420 Tenants Corp. v EBM Long Beach, LLC (41 AD3d 641 [Miller, Mastro, Krausman, Carni]).

Where a municipal zoning board of appeals (hereinafter ZBA) grants a variance, but limits the time in which the applicant must secure a building permit or commence construction, this Court held that the ZBA has inherent jurisdiction to extend that period of time where the landowner seeks an extension before the lapse of that period of time. The Court found that a timely application for such an extension need not be treated as a new application for a variance, and thus need not be subject to public notice and hearing requirements applicable to initial variance applications. Where, as here, the landowner makes a timely application for an extension of the effective dates of the variance, the Court found it immaterial that the ZBA did not approve the extension until after the expiration of the initial life span of the variance. Moreover, since the ZBA had jurisdiction to extend the effective life of the variance, the Court found that the petitioner’s challenge to the extension was subject to the 30-day limitations period contained in General City Law §81-c(1), and the petitioner could not avail itself of the toll of the limitations period applicable to ZBA determinations made without or in excess of its jurisdiction.

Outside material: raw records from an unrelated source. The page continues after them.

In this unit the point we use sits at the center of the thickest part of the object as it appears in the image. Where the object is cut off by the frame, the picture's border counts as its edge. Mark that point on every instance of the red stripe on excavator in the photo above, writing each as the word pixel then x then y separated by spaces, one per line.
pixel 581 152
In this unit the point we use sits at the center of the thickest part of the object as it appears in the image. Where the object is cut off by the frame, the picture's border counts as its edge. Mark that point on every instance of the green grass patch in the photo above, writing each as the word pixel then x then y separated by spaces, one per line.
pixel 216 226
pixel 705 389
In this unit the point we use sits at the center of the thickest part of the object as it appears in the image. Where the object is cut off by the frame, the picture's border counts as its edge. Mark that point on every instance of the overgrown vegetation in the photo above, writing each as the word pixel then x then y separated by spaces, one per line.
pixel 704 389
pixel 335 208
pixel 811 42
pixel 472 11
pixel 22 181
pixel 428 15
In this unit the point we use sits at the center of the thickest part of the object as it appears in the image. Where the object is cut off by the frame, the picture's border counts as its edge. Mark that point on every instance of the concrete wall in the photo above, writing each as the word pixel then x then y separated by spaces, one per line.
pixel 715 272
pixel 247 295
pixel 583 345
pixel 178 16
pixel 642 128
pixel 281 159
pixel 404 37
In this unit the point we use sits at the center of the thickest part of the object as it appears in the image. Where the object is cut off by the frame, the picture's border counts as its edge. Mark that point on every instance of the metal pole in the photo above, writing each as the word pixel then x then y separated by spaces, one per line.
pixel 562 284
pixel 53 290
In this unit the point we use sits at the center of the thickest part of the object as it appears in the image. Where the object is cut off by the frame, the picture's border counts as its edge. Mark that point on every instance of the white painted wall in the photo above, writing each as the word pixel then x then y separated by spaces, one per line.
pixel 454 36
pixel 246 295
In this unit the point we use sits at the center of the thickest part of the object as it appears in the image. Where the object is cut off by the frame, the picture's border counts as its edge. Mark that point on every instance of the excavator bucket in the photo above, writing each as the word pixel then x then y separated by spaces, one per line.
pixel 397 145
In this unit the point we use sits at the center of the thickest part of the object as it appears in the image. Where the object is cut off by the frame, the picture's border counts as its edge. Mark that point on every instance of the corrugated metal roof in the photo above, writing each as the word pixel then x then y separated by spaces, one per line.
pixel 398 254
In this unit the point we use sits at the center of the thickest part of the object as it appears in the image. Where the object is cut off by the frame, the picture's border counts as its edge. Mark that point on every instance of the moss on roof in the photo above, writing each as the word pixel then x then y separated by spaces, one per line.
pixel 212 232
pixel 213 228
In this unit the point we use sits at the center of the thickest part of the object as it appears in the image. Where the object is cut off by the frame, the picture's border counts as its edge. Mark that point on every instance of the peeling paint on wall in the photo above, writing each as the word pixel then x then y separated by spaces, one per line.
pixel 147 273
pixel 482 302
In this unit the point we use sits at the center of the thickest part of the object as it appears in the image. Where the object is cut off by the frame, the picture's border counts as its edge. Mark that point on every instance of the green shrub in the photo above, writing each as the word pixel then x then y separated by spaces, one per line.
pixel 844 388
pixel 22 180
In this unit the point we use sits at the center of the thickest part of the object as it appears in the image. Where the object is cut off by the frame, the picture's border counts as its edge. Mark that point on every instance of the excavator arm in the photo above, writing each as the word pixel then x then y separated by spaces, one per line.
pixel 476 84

Zoning; Immunity for State-Owned Telecommunications Tower

Town of Hempstead v State of New York (42 AD3d 527 [Miller, Santucci, Florio; Lifson, dissent], lv denied 10 NY3d 703).

Applying the Court of Appeals’ “balancing of public interests” test, as articulated in Matter of County of Monroe (City of Rochester) (72 NY2d 338, 341 [1988]), this Court ruled that a State-owned telecommunications tower was immune from local zoning restrictions under the circumstances presented, but that the ruling “does not mean that immunity is a foregone conclusion in every similar case wherein it is sought” (42 AD3d at 529).

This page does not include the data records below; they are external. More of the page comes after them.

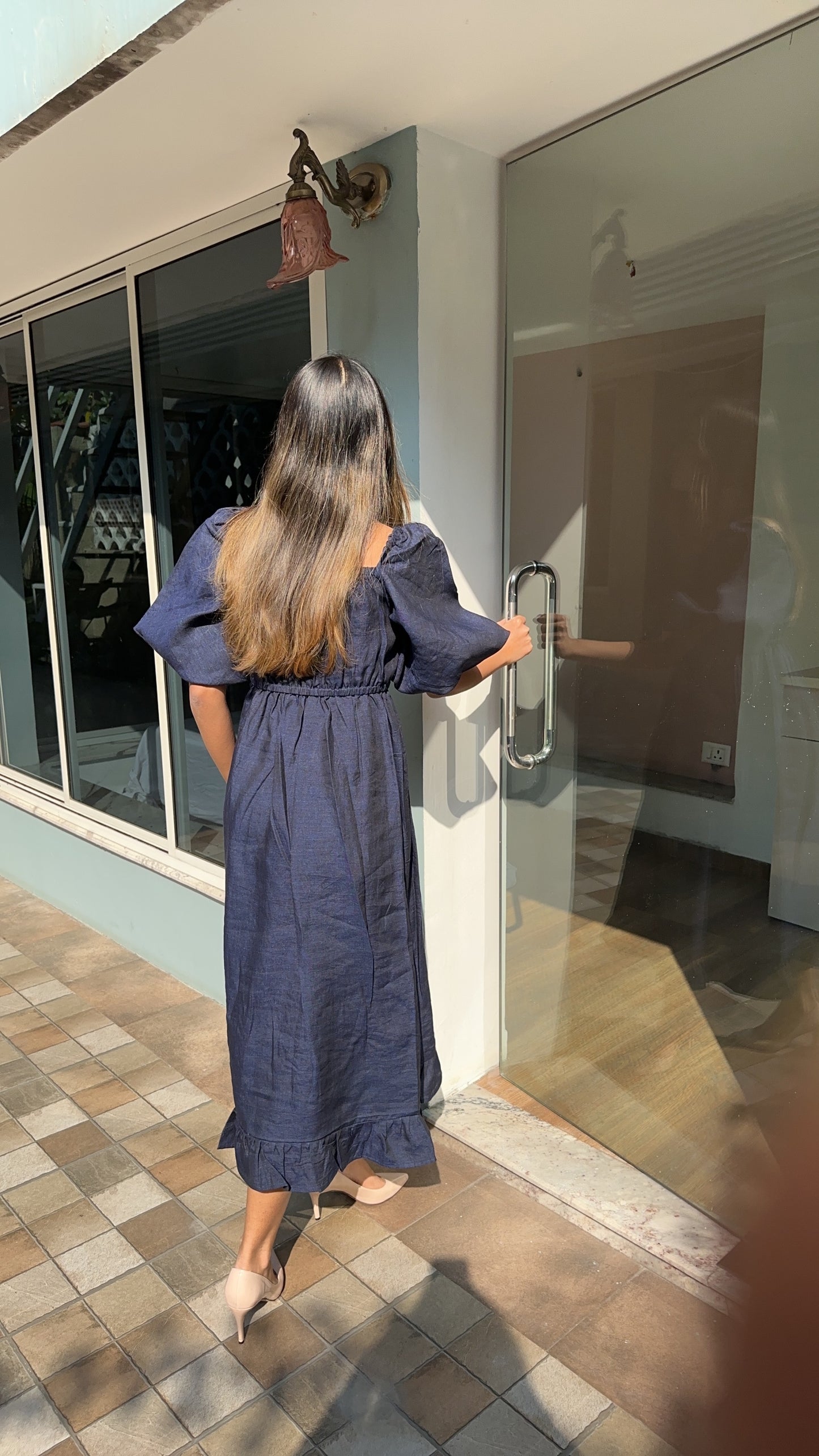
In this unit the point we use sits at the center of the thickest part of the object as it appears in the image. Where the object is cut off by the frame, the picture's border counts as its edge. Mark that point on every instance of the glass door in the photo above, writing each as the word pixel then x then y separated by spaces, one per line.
pixel 662 867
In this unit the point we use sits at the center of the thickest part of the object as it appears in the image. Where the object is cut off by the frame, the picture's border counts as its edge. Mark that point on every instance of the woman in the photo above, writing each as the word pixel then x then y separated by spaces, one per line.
pixel 322 595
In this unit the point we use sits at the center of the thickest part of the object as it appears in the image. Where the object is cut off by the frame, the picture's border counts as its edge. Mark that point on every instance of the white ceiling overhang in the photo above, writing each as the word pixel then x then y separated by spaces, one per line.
pixel 209 121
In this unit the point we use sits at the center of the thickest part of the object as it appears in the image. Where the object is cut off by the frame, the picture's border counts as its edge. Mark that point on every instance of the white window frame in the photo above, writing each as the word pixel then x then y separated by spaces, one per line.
pixel 47 801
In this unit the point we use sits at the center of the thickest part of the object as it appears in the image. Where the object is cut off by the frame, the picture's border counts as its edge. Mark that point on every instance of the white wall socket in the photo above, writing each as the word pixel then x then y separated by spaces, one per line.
pixel 718 755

Specifically, this Court determined that where the New York State Department of Transportation (hereinafter NYSDOT) sought to erect the communications tower near the intersection of the Seaford-Oyster Bay Expressway (New York State Route 135) and Sunrise Highway (New York State Route 27), the State-sanctioned nature and scope of the instrumentality seeking immunity from local zoning restrictions, the positive extent of the public interest to be served by that instrumentality, and the negative extent of the local land use regulation upon the tower, outweighed the detrimental impact upon legitimate local interests caused by recognition of the immunity.

The dissent drew the opposite conclusion, noting that the detrimental impact upon legitimate local interests in preserving aesthetics and planning integrity militated against immunizing NYSDOT from compliance with local zoning restrictions, particularly since the locality did not seek to prohibit the erection of the tower, but only to relocate it from the proposed site to another site nearby.